The hottest area, from my p.o.v., was of course the bootstrap
constituencies, that would be the pillars on which the Names Council would
rise from the General Assembly.
Dennis' document listed the ccTLD's and the gTLD's (one company) as separate
constituencies,(strong objections from Amadeu)  the DN holders appeared
there, right at the bottom, as 'possible constituencies'.
Jay Fenello and myself protested strongly, saying that we could not support
a structure of constituencies that did not at least include the DN holders
in the bootstrap setup. Our position seemed to have a lot of support.
The meeting was asked by Greg Hall, from the Canadian Ass. of Internet
providers, if there were any objections to adding the individual DN Holders
as an initial constituency.
Nobody spoke to that.
(so,naively, I though we had achieved agreement..)
Then to everybody's surprise, when the question was raised whether the new
declaration of principles would mean that the two existing applications
would be withdrawn, David Maher said, that his application remained in
force, and that he would have to speak to his contituents to see what they
could accept.  
David re-iterated this position, that would nullify evethything that had
been achieved, the next day in the open meeting with the ICANN board. Even
Esther was visibly taken aback.

The Meeting with the ICANN board.

The day started with an opening address by Dave Farber, with many regional
people in attendance. Not a peep about ICANN.
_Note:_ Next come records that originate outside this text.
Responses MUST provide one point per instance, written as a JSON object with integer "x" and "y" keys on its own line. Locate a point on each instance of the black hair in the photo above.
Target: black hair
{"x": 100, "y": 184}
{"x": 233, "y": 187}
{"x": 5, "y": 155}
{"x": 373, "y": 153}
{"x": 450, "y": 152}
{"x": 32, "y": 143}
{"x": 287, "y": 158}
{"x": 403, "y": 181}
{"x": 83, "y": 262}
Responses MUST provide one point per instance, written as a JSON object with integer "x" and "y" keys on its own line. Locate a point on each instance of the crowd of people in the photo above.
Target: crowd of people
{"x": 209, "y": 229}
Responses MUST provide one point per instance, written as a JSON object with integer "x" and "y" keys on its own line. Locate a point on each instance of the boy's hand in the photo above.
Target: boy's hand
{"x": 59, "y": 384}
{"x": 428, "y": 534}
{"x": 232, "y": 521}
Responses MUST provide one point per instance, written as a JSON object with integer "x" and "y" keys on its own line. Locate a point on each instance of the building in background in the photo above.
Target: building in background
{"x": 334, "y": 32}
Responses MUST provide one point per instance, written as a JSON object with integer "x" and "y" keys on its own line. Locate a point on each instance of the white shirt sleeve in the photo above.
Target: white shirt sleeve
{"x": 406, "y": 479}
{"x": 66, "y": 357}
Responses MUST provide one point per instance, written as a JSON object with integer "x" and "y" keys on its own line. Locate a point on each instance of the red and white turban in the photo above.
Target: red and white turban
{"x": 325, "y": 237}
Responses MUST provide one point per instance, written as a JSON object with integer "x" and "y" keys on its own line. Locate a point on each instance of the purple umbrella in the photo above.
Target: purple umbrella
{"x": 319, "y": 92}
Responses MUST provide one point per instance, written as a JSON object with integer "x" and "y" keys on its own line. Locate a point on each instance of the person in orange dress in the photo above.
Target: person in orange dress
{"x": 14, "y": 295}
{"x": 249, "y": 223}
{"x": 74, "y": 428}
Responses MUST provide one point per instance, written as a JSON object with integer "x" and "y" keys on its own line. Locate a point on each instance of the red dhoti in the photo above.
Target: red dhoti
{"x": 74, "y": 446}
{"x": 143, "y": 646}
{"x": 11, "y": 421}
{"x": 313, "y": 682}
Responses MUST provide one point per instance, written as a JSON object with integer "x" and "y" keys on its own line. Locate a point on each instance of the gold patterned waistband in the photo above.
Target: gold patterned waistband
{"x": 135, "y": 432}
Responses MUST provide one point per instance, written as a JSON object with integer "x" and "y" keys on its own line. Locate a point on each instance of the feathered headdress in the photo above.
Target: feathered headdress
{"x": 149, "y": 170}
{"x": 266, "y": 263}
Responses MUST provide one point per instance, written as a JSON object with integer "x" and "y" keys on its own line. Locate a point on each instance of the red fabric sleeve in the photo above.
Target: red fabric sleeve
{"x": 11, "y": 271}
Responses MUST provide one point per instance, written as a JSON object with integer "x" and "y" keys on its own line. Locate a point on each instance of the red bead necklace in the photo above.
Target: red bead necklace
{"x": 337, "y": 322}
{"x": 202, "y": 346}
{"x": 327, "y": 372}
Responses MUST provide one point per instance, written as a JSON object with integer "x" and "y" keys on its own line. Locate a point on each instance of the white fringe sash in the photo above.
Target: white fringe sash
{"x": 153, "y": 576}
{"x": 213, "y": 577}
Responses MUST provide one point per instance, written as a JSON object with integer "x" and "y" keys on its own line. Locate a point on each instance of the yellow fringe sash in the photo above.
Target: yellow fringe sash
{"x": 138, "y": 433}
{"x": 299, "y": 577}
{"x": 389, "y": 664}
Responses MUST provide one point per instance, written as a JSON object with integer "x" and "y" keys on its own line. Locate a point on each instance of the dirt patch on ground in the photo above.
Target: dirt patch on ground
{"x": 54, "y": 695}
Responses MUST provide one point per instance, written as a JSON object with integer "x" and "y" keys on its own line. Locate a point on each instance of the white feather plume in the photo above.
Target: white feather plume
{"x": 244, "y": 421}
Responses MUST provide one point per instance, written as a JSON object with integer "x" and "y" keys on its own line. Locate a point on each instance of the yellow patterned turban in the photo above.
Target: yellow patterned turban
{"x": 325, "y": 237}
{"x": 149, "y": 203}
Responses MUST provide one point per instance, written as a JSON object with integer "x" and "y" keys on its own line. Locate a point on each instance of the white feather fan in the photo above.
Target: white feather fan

The rest of the day was devoted to that. The audience changed cultural
colour, more reflecting the current Internet traffic.;-)
I will limit myself to the most extaordinary events. In summary, I must say
that the day was at least a triumph for Free Speech. 
In relation to the DNSO, Ester said that the Board would listen to all the
arguments and make up it's mind by the next day , whether it would accept
any or none of the applications or impose it's own will on the DNSO structure.
There was a brief discussion with Joe Simms on whether the bylaws would
allow this. They would.
The plea's for all point of view were heard. IMHpov, the scariest one came
from a Hollywood lawyer, with a lot of loose talk about shutting down domains.
WIPO came with a new euphemism, "taking down DN's".

Then a little bombshell: Board member Hans Kaayenbrink had not publicly
disclosed his affiliation to an organisation that had expressed unmovable
support to the BMW model.  Doubts of course, whether an impartial judgement
could still be expected. Ah, had the interim Board Members not been
handpicked for their impartiality from the positions in the DNS wars???

Then, the Board was asked if they could perhaps give the audience a little
taste of an open Board meeting, by letting each Board member speak to the
idea of allowing the Individual DN holders a place at the DNSO table.

Esther, (thank you again)expressed the view that ICANN could be generous and
allow more initial constituencies than envisioned in the BMW draft, "if that
would make these people happy."  
George Conrades (having absorbed a lot of argument in the MAC) supported
this and Mr Fitzsimmons of Dun & Bradstreet was also of the view that more
constituencies up front would do more good than harm.
Mike Roberts and Greg Crew fudged nicely and didn't really say anything that
could commit them either way.
Hans Kraayenbrink said nothing.
When I stood up and asked him, he said that he did not favour open board
meetings and that he preferred his deliberations to remain in private.
Ouch! 
Where were you, Dan Steinberg? (ill, please get better soon) Where were the
grey ribbons?
All this, of course was broadcast on the Net.

Well, there was a lot more off-line (apparently Dennis Jennings was
physically attacked by angry Europeans, for bringing Hans' compromised
position to the attention of the meeting), but I rest it here.

Today we may hear whether ICANN decides to make us citizens or subjects.